By this time most of the fences were down, the security was non existent and the villagers were in the festival grounds watching the good old Grateful Dead and seemingly liking a lot of it too. The first set finished with a rollicking Casey Jones and the assembled multitude erupted in a spasm of chorus singing and dancing , villagers and all. The weak evening sun highlighted the whole weird mix .Frizzy haired freaks in the crowd playing soaking wet, tuneless hand drums next to flat capped miners, women in the traditional northern housewife's headgear of curlers and headscarves and their kids in prams all singing and leaping and becoming one in a flat out good old bacchanalian romp that would have done the ancient Greeks proud.
There was the inevitable break and then the Dead came back and launched into the stellar stuff, first a warm up with a few rockers like Jack Straw and Greatest Story and then into the REAL pudding -DARK STAR, followed by The Other One- both seriously out there versions and as the fireworks and the video screens got worked up nicely in the gloom it finally cleared enough so the entire second set was free of rain . The boys were then getting down to the seemingly endless conclusion of Lovelight > Going Down The Road Feeling Bad > Not Fade Away when Charlie dropped the bombshell. "We gotta go", he said " I have to be at work tomorrow and its three in the morning. Either stay or come with us. ""
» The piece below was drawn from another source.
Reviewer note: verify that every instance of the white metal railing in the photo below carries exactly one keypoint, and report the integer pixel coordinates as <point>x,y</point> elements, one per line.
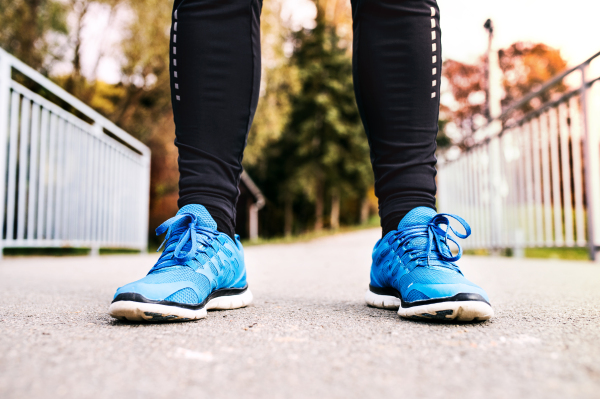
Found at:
<point>65,182</point>
<point>533,181</point>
I didn't feel like a long hitch back to the Midlands,
so I reluctantly agreed to go. But what about the Other One ? He had
not been seen for hours, in fact most of the time we'd only seen him
back at the van at the end of the days festivities.
" Sod him " said Charlie "he
can make his own way back, if he's not at the van he can lump it ""
Charlie drove , how he could find the energy I know not, but he was looking pretty chipper and at the service station he nicked a can of oil ,not a good idea considering how much booze was in his system and given the contents of the van. But I was too tired to remonstrate, it had been three long days, with hardly any sleep, long waits between acts , cold, wet, much booze and filthy smoke. It was time to get the head down, sleep and dream about the mess that was Bickershaw.
And yet. there was something magnificent about the whole thing. I don't know whether it was the fact it was my first Dead show, but overall ,despite the discomfort and the vile weather, it was one of the best times of my life and if I had a chance to go again , I'd jump at it, mud and all.